Syria has been the Middle East's top importer of Russian weaponry, most of which is now more than 20 years old -- and Binnie says the Syrian air force has been underfunded to the point of "regime forces dropping what amount to IEDs (improvised explosive devices) from helicopters."
Recently, Syria has attempted to get some of its Mi-24 attack helicopters refurbished by Russia -- a move which prompted an international outcry -- and has ordered Yak-130 advanced training jets and MiG-29 fighter jets that have yet to be delivered.
While the Kremlin has pledged not to deliver new weapons to Syria, it is unclear whether the Assad regime will get the weapons it ordered before the uprising began last year.
Syria's heavy weaponry and battle tanks may be Russian made, but wars of attrition like this also require huge amounts of small arms.

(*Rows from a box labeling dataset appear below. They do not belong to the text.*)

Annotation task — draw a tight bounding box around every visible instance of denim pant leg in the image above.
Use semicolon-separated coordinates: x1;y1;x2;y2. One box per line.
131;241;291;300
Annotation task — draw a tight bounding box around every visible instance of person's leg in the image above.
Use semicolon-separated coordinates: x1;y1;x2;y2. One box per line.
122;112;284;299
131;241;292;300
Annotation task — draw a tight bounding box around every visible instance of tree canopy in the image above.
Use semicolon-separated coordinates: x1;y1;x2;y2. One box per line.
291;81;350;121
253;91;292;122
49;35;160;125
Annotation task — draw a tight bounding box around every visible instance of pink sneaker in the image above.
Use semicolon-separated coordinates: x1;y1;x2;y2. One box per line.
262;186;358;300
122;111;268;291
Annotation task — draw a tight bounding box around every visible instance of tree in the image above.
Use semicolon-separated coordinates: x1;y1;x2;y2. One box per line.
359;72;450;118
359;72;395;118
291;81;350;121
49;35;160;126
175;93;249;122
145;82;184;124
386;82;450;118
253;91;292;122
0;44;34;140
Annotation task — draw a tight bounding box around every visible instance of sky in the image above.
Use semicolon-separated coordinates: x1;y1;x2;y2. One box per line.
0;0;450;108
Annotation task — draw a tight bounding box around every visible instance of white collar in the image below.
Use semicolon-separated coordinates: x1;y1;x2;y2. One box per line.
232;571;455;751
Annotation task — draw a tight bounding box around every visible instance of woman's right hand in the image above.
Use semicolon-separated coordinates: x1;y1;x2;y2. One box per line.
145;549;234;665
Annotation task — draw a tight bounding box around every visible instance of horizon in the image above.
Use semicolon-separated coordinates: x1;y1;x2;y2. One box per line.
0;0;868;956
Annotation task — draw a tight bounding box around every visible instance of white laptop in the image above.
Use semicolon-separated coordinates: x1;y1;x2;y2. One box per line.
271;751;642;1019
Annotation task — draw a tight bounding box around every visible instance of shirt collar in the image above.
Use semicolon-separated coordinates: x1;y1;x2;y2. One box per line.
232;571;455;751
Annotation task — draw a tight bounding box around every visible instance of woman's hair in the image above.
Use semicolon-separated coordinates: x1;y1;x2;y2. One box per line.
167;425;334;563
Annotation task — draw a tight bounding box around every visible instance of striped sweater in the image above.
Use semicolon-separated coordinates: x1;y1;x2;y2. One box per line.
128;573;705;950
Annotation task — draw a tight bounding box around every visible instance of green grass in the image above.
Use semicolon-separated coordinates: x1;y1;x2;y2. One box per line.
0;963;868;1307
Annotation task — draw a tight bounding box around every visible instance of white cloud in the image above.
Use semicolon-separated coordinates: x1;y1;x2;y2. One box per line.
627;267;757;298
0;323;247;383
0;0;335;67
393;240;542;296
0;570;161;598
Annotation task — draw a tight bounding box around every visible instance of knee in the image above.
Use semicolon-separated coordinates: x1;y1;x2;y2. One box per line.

To that end, Iran -- Syria's other major regional ally -- has been using Iraqi airspace to fly small arms, infantry weaponry and personnel into Syria, according to U.S. officials.
Iraq says it is conducting random searches on Syrian-bound Iranian planes that use its airports, but as Binnie points out, "the Iraqis don't have any way to force Iranian planes to land."
In addition to the tanks and troops fanned out across the country, Syria has also deployed communications interception systems to try to track rebels. CNN reporters who have been on the ground there say for the most part using a cell phone is out of the question, as Syrian forces can easily triangulate the user's location.
What weapons do Syrian rebels have? Where are they coming from?
The rebels are severely outmatched, and most of their weaponry was either taken from Syrian military arsenals or obtained from local black markets.